Sundance Mash Ups Herald New Genre, Masters

A short summary of this year’s Sundance Festival goes like this: Deal making was tepid and Robert Redford did his best to control the commercialism at the festival, while keeping corporate sponsors paying six-figure fees happy. Never an easy balance. And Bono was captured on videotape giving a self-serving pitch to Redford in a lobby about his U2/3-D entry that made me wince to watch it. (Seems that clip has been taken down from the Sundance site and replaced with a slickly edited piece about just what an “indy” guy Bono is.)

But what intrigued me from afar were the new multi-media mash ups being showcased this year. It’s a fusion of handmade and hi-tech. The Web has facilitated colossal amounts of creative output. And according to Mike Plante who writes for Filmmaker Magazine this is stimulating a new appreciation for craftsmanship. MMOGs, podcasting, video, and hand-drawn art that is videotaped and YouTubed (now a verb) is combining to create a new genre.
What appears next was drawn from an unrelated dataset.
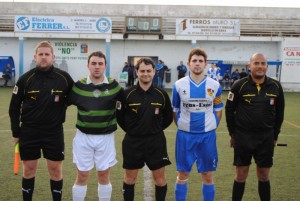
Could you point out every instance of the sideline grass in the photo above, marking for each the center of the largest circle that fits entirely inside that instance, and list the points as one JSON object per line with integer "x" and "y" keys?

When the accessibility of laptops, programs, and video equipment makes filmmaking possible for anyone with an idea, it forces the masters of digital media to focus on the basics to master their media, multi- or otherwise. Brent Green, a multi-media artist whose work was showcased at Sundance commented that, “In order to rise above the fray, the writing needs to be there; the tragedies, jokes, and beauty need to be there. Accessibility to technology has forced us to make good films to get noticed.” This is the glimmer a master class of artists who are creating a new culture–a RenGen phenomenon.

Consider that DaVinci and Michelangelo rose is such a context. It cheers me to know that amid the disastrous news that the Bush Administration is secretly planning to build military bases in Iraq to permanently commit American taxpayers to war in the region, that a new era is unfolding despite all rest of it. America is forging a new vision of itself as a creative force, not a destructive force.This is what it looks like right before a renaissance.